The report shows that in the Christmas of 1982: the news was filled with stories about Princess Diana, the aftermath of a mysterious assassination in London and a violation of privacy of the Royal household; the country was ruled by an unpopular government and was at war with a far off country; a Beatles hits album was riding high in the charts; the top toy was a puzzle that amused adults and children alike; there was conflict in the Lebanon and Noel Edmonds was a TV favourite; there was also an affectionate relationship between an older US President and the British Prime Minister.

“Christmas 1982 is much like Christmas 2006 in cultural terms,” continued Professor Billingsworth, “Indeed if you look at the trend over the intervening years you’ll see that those themes run right through.”

However whilst it appears as though we are all living in some bleak “Ground Hog Day” simply warming up the same cultural meal like Boxing Day left-overs the researchers revealed bright new hope for 2007.

“2007 is the year that this trend will be broken. Music will finally enter the electro-techno pop envisaged by 1980s Sci-Fi, nuclear fusion power will be come a reality; breakthroughs will be made in treatment of cancer. Princess Diana will have been conclusively and finally laid to rest and Noel Edmonds will leave our TV screens following the inevitable beard trimmer incident. These coupled with the realisation of cheap trips into Space will see a happier and more prosperous Christmas 2007 for all, “ announced Billingsworth during drinks at the post launch party.
“No, I am kidding.

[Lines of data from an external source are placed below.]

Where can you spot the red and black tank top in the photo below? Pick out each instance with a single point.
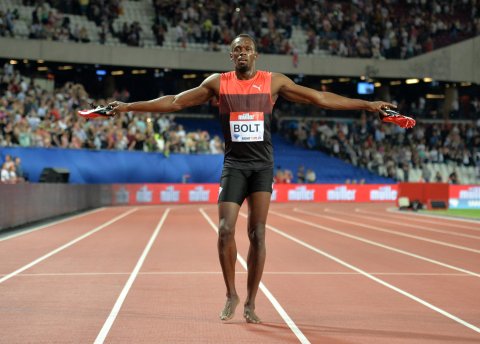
(245, 108)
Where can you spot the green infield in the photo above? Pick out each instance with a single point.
(465, 213)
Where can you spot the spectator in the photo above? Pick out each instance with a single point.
(453, 178)
(8, 175)
(310, 176)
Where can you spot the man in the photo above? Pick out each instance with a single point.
(246, 98)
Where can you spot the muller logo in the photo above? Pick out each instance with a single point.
(144, 195)
(301, 193)
(470, 193)
(122, 195)
(246, 116)
(341, 193)
(199, 194)
(383, 193)
(170, 195)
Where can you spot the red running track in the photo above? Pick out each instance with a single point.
(335, 273)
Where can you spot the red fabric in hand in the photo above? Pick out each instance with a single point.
(398, 119)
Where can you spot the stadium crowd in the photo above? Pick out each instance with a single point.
(31, 116)
(386, 149)
(34, 117)
(378, 29)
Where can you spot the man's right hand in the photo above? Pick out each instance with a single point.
(117, 108)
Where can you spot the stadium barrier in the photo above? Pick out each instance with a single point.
(441, 195)
(135, 194)
(26, 203)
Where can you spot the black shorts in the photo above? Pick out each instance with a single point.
(236, 184)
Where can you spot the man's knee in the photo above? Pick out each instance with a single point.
(226, 232)
(256, 234)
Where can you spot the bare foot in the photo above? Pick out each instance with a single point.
(250, 316)
(229, 310)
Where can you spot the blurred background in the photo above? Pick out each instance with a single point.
(60, 56)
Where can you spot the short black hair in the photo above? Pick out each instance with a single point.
(245, 35)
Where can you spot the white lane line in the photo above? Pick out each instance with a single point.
(121, 298)
(68, 244)
(438, 217)
(374, 243)
(379, 229)
(53, 223)
(301, 337)
(181, 273)
(376, 279)
(376, 217)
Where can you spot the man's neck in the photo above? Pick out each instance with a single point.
(246, 75)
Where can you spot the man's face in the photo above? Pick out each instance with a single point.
(243, 54)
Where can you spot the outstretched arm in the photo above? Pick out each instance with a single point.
(195, 96)
(289, 90)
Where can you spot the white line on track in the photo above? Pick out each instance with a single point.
(68, 244)
(301, 337)
(53, 223)
(438, 217)
(381, 218)
(374, 243)
(121, 298)
(299, 273)
(379, 229)
(376, 279)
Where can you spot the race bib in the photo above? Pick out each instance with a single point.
(246, 126)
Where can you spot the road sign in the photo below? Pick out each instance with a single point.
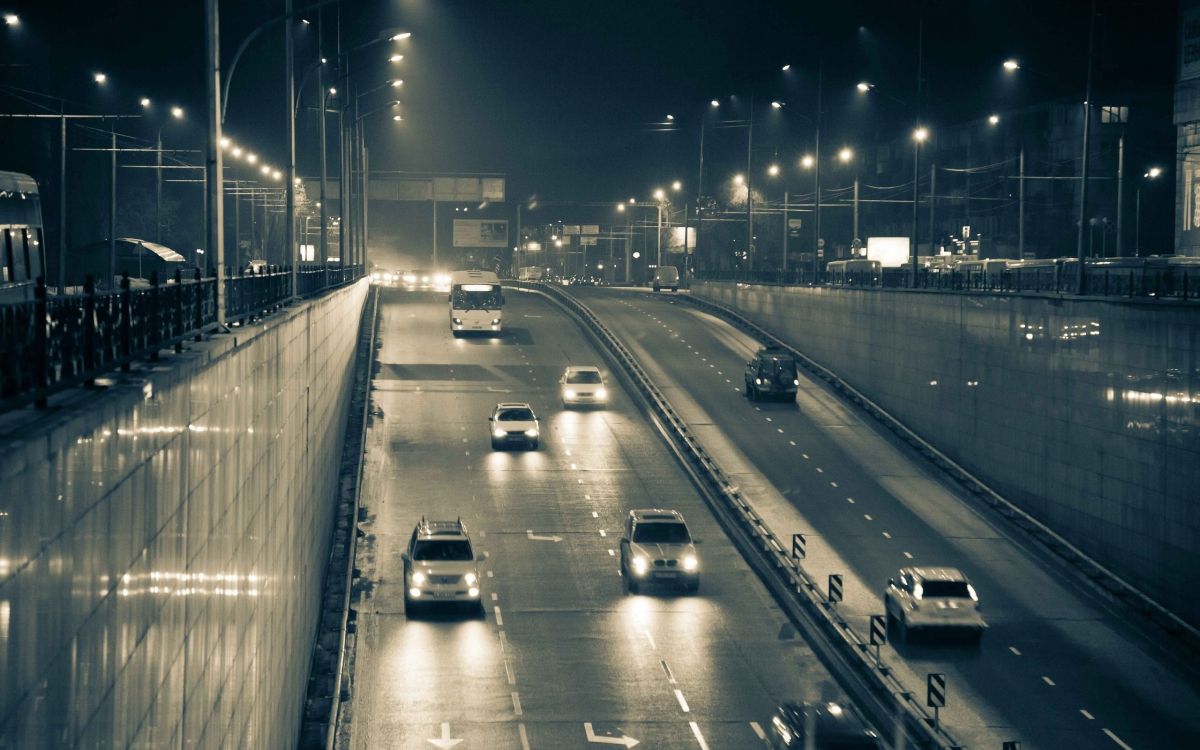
(879, 630)
(935, 690)
(798, 544)
(835, 587)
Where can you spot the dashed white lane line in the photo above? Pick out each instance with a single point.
(683, 701)
(1116, 739)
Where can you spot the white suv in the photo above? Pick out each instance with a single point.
(514, 424)
(934, 599)
(657, 547)
(441, 565)
(583, 385)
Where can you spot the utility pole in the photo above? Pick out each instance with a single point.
(1087, 120)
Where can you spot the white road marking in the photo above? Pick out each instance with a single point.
(683, 702)
(1116, 739)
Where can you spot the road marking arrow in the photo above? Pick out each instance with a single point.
(601, 739)
(445, 741)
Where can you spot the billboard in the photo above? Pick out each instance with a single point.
(480, 233)
(891, 251)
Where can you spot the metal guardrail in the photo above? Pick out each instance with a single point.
(1176, 283)
(844, 652)
(54, 342)
(1101, 576)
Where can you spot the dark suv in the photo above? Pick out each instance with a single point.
(772, 375)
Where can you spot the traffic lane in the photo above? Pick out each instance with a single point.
(437, 449)
(1061, 611)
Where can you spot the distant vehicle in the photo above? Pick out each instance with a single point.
(831, 726)
(933, 599)
(657, 547)
(772, 375)
(582, 385)
(441, 567)
(666, 276)
(22, 244)
(475, 303)
(855, 271)
(514, 424)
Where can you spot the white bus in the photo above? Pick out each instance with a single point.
(475, 303)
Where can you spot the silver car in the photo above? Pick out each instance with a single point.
(933, 599)
(657, 547)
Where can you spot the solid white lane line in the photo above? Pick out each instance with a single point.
(1116, 739)
(683, 702)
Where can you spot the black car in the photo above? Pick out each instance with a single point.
(834, 726)
(772, 375)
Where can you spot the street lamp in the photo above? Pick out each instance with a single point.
(1153, 173)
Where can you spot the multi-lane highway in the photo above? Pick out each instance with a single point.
(1057, 669)
(563, 658)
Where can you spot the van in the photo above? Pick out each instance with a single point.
(666, 276)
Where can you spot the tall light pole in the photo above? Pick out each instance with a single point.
(1151, 174)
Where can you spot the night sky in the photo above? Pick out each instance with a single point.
(558, 94)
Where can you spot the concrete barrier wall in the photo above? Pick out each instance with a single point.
(162, 541)
(1085, 413)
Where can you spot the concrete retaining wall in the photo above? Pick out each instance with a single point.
(1085, 413)
(162, 541)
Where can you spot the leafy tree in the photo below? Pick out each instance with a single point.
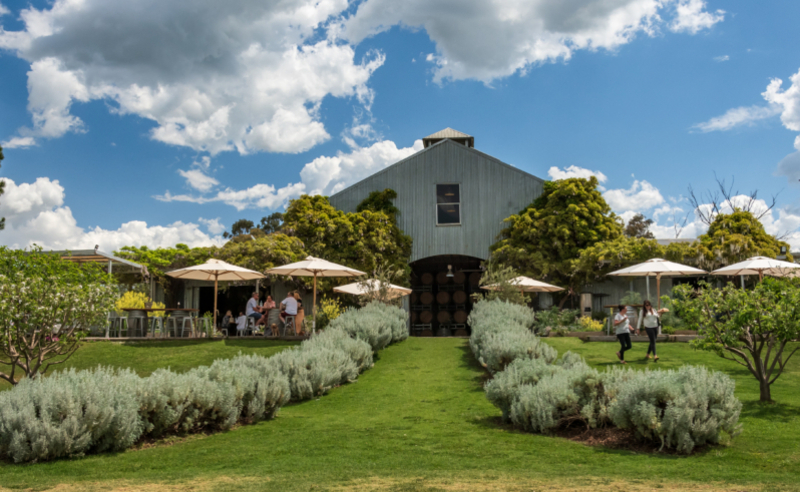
(639, 226)
(262, 251)
(363, 240)
(2, 189)
(47, 306)
(241, 226)
(161, 260)
(735, 237)
(272, 223)
(749, 327)
(380, 201)
(546, 239)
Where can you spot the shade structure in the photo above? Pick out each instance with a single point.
(658, 267)
(372, 285)
(760, 265)
(315, 267)
(527, 284)
(215, 270)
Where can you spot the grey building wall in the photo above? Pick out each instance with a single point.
(490, 192)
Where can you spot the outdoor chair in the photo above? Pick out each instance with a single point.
(288, 326)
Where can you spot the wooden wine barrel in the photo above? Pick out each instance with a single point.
(475, 278)
(426, 298)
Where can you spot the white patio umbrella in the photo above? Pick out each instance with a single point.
(315, 267)
(660, 268)
(215, 270)
(760, 265)
(527, 284)
(372, 285)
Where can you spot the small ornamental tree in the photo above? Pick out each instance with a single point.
(46, 307)
(749, 327)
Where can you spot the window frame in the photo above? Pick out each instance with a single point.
(436, 205)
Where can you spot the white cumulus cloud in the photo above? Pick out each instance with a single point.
(476, 39)
(214, 76)
(35, 214)
(325, 175)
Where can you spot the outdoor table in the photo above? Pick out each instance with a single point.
(174, 312)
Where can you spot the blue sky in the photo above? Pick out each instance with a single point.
(146, 123)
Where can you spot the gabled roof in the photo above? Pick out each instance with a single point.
(449, 133)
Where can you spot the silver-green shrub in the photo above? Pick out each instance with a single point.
(679, 409)
(69, 413)
(358, 350)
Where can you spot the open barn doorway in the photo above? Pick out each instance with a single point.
(442, 294)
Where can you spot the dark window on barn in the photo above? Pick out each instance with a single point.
(448, 204)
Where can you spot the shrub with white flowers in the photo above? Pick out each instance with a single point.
(47, 305)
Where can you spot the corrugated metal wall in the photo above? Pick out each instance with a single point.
(490, 192)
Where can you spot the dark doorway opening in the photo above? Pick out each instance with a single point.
(442, 294)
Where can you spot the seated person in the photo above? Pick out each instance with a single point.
(288, 306)
(241, 323)
(269, 304)
(252, 309)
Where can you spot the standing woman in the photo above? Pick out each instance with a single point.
(623, 332)
(651, 319)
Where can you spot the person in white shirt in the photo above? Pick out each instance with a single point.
(252, 310)
(288, 306)
(241, 323)
(623, 331)
(651, 319)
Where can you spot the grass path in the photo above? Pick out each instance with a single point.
(419, 421)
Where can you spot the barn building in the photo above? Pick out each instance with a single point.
(452, 200)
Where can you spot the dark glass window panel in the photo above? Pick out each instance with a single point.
(447, 194)
(448, 214)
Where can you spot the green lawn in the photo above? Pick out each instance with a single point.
(419, 421)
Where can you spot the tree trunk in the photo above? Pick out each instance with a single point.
(765, 394)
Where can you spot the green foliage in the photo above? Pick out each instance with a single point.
(680, 409)
(77, 412)
(380, 201)
(750, 327)
(500, 278)
(272, 223)
(47, 305)
(364, 240)
(735, 237)
(546, 239)
(501, 334)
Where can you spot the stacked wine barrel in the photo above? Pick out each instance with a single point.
(440, 303)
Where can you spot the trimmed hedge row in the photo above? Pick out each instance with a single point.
(679, 409)
(72, 413)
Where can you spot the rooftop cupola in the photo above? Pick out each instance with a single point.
(449, 133)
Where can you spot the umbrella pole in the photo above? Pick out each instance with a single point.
(216, 278)
(658, 289)
(314, 307)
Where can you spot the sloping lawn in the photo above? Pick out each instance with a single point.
(419, 421)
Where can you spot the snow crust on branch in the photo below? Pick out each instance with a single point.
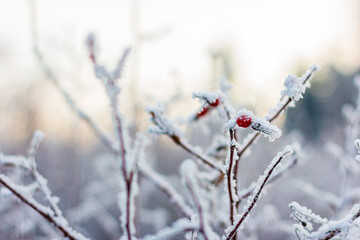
(295, 87)
(25, 192)
(182, 225)
(256, 123)
(328, 229)
(207, 97)
(253, 198)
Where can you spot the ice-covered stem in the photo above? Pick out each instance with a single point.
(42, 182)
(229, 163)
(245, 118)
(162, 125)
(59, 222)
(231, 231)
(273, 114)
(328, 229)
(127, 174)
(162, 184)
(271, 117)
(182, 225)
(189, 171)
(109, 80)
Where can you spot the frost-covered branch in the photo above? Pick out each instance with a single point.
(229, 172)
(239, 219)
(59, 222)
(182, 225)
(281, 106)
(127, 160)
(328, 229)
(189, 171)
(53, 213)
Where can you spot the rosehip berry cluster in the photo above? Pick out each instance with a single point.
(244, 121)
(207, 108)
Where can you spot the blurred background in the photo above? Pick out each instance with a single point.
(178, 47)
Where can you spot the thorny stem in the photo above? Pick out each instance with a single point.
(252, 140)
(229, 176)
(127, 179)
(256, 197)
(334, 232)
(46, 215)
(200, 210)
(272, 178)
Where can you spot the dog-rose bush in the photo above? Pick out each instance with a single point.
(207, 197)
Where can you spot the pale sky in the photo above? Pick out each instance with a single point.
(267, 41)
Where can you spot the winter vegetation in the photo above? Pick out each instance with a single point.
(211, 195)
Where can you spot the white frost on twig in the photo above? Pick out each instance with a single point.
(162, 125)
(295, 87)
(245, 118)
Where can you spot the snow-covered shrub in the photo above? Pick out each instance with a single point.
(206, 193)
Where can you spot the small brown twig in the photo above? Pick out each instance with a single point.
(229, 177)
(47, 213)
(232, 233)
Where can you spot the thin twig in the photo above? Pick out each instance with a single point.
(47, 213)
(229, 177)
(252, 140)
(254, 200)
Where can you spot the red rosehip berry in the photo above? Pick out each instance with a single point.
(244, 121)
(202, 112)
(216, 103)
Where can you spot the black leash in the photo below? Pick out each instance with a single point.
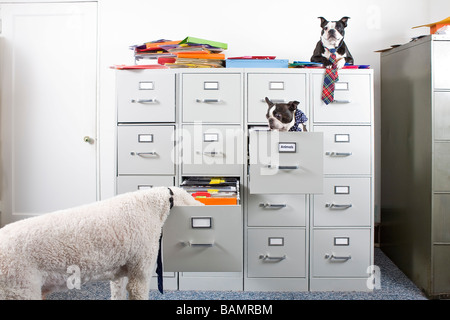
(159, 266)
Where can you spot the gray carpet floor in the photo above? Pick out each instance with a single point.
(394, 286)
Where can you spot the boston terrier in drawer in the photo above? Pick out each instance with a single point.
(285, 116)
(332, 38)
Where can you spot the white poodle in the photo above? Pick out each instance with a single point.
(115, 239)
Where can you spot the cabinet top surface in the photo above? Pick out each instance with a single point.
(427, 39)
(247, 70)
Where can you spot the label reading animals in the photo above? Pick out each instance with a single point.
(290, 147)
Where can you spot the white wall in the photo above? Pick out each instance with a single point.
(288, 29)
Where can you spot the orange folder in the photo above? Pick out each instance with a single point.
(217, 201)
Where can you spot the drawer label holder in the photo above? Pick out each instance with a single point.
(287, 147)
(201, 222)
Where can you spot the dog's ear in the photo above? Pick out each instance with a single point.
(344, 21)
(293, 105)
(323, 22)
(270, 103)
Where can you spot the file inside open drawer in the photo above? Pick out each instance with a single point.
(213, 190)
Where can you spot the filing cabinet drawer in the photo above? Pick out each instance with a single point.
(276, 210)
(212, 149)
(276, 252)
(340, 252)
(280, 88)
(347, 149)
(145, 96)
(344, 202)
(441, 221)
(212, 98)
(133, 183)
(145, 150)
(441, 68)
(203, 239)
(441, 168)
(352, 97)
(442, 115)
(285, 162)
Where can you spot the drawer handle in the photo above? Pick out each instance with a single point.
(341, 101)
(338, 154)
(338, 206)
(337, 258)
(266, 257)
(275, 100)
(272, 205)
(207, 245)
(211, 153)
(208, 100)
(144, 154)
(274, 166)
(144, 101)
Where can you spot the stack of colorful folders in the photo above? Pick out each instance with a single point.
(156, 52)
(198, 53)
(213, 191)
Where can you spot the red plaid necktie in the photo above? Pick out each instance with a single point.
(330, 78)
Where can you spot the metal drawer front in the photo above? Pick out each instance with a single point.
(145, 150)
(352, 98)
(212, 98)
(442, 115)
(145, 97)
(203, 239)
(441, 68)
(133, 183)
(280, 88)
(286, 162)
(347, 149)
(276, 253)
(340, 252)
(345, 202)
(441, 169)
(276, 210)
(215, 150)
(441, 221)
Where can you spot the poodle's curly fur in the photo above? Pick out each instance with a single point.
(115, 239)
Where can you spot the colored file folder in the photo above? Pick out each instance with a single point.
(192, 40)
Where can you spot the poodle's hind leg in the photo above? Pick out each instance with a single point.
(119, 289)
(138, 285)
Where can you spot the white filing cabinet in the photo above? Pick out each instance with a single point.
(304, 220)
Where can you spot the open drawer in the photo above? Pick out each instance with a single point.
(285, 162)
(203, 239)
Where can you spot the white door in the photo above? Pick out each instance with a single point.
(48, 107)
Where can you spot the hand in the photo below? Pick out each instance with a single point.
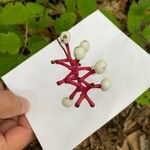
(15, 131)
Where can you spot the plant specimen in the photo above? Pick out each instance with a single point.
(74, 66)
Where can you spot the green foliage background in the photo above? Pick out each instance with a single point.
(26, 27)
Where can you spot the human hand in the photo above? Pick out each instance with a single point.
(15, 131)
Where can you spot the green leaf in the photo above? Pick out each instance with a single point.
(35, 43)
(4, 1)
(111, 17)
(8, 62)
(146, 33)
(34, 10)
(9, 43)
(138, 15)
(40, 23)
(65, 22)
(70, 4)
(86, 7)
(13, 14)
(137, 39)
(144, 99)
(12, 28)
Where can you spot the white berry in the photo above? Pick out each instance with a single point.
(100, 67)
(85, 44)
(65, 37)
(79, 53)
(105, 84)
(67, 102)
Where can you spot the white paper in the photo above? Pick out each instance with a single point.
(60, 128)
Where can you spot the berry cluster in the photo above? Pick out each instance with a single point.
(74, 66)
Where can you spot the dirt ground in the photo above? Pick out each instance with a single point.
(130, 130)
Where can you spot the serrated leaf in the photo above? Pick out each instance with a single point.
(111, 17)
(40, 23)
(65, 22)
(12, 28)
(137, 16)
(8, 62)
(146, 33)
(13, 14)
(35, 43)
(70, 4)
(10, 43)
(144, 99)
(34, 9)
(86, 7)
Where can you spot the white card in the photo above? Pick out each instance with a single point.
(61, 128)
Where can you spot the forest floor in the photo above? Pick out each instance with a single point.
(130, 130)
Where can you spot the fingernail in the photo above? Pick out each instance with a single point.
(25, 105)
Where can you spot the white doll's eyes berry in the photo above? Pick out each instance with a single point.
(65, 37)
(85, 45)
(100, 67)
(79, 53)
(78, 74)
(67, 102)
(105, 84)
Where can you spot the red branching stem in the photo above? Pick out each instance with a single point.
(74, 78)
(84, 68)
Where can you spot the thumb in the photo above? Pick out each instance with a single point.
(12, 105)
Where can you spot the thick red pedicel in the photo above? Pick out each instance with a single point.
(73, 78)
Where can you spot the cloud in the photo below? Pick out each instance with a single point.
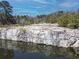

It will be the same old stuff until the cultural shock that accompanies the Alien landings of 2009.”

Saturday, December 02, 2006

Feminists demand more objectification

In a surprise move a leading feminist group announced that it would be launching a campaign in supporting the increased objectification of women by the media.

The Merged Union of Feminist Fellowships will be holding rallies outside branches of WH Smiths and other prominent newsagents to complain about the portrayal of women in periodicals such as Heat, More, Closer, Now and all tabloid newspapers.

“Many people now think enough is enough, “said Union representative Charlie Billingsworth from her office in Watford. “For years we have campaigned for women to be considered as more than pretty adornments. We have urged society to want to get to know the person within the feminine body. It has gone too far now as we are swamped with a deluge of endless minutia about the daily lives of people who are famous for wearing a hat, for being thick or for sleeping with a footballer. Please, lets treat WAGs and It-girls as objects and put them away. Lets not learn anything more about their meaningless existences or the fact that on occasion they drink coffee.”

Ms Billingsworth denied there will be any mass burnings of tabloid magazines or newspapers or any coordinated attempt to remove them from shop’s shelves. However she did confirm that there would be organised protests at live events of future reality shows such as the next series of Big Brother. “For heaven’s sake people, please get over Nikki Grahame. Apart from anything else she is quite ugly.” she added.